Trump aux prises avec la crise sanitaire
La situation est devenue d’autant plus confortable pour le candidat démocrate que le président en fonction Donald Trump, le dernier « obstacle » pour accéder à la Maison Blanche, a pris une posture diamétralement opposée vis-à-vis de la pandémie.
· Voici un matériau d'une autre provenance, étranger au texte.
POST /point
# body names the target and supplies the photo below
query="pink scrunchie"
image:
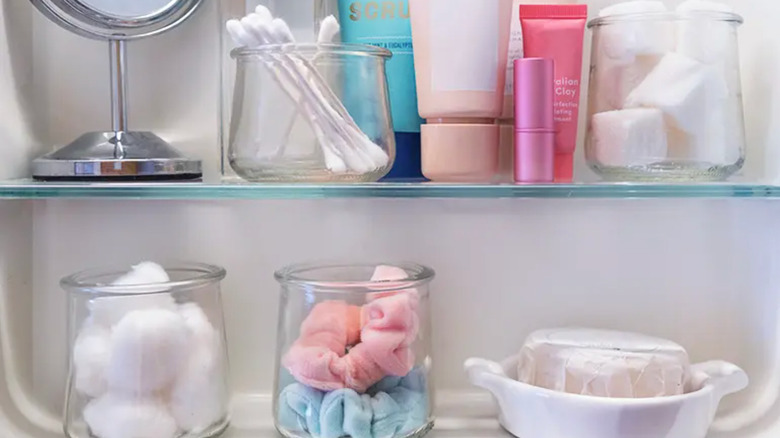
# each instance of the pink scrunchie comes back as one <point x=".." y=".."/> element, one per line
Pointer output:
<point x="380" y="335"/>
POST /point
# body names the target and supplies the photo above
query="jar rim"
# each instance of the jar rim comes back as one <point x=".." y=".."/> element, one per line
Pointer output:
<point x="716" y="16"/>
<point x="296" y="275"/>
<point x="84" y="282"/>
<point x="311" y="49"/>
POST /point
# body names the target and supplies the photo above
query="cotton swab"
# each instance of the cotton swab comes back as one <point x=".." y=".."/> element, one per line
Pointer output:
<point x="329" y="30"/>
<point x="277" y="32"/>
<point x="243" y="37"/>
<point x="360" y="153"/>
<point x="332" y="104"/>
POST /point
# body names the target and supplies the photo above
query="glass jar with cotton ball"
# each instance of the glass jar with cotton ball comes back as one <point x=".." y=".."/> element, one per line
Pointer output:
<point x="148" y="356"/>
<point x="665" y="100"/>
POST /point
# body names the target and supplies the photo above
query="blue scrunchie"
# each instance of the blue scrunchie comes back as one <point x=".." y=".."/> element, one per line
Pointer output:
<point x="392" y="407"/>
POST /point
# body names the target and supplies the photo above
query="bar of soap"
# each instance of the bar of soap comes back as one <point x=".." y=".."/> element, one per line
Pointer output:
<point x="603" y="363"/>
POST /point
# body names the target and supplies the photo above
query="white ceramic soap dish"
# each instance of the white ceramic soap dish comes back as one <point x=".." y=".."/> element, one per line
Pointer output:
<point x="527" y="411"/>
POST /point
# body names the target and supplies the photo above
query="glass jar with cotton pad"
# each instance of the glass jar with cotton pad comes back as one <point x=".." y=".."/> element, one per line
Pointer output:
<point x="147" y="355"/>
<point x="354" y="351"/>
<point x="665" y="99"/>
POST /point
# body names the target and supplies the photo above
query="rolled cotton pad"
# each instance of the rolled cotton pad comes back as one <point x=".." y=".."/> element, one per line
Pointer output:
<point x="683" y="89"/>
<point x="91" y="355"/>
<point x="149" y="349"/>
<point x="719" y="144"/>
<point x="107" y="311"/>
<point x="603" y="363"/>
<point x="623" y="41"/>
<point x="702" y="36"/>
<point x="630" y="137"/>
<point x="615" y="81"/>
<point x="117" y="416"/>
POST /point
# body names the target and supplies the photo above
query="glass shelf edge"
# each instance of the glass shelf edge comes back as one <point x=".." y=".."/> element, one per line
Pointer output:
<point x="26" y="189"/>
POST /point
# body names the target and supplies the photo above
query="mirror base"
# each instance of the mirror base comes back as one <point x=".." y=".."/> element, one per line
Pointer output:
<point x="116" y="156"/>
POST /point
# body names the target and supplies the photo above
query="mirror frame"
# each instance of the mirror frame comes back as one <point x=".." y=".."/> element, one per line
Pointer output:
<point x="79" y="18"/>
Habitué à gagner toutes les batailles, sorti miraculeusement de tous les pièges que les démocrates lui ont tendus tout au long de son mandat, et surtout fort de son bilan économique, Donald Trump n’a pas compris comment cette maladie contagieuse et immaitrisable a pu surgir sur son chemin.
Son erreur principale a été celle de tous ceux qui ont voulu établir un rapport de force avec le virus, le dominer ou défier sa puissance. Personne dans cette catégorie n’a été épargné : ni les scientifiques les plus respectables tel le professeur Raoult, ni les populistes frôlant le pathétique, tel le président du Brésil Jair Bolsonaro.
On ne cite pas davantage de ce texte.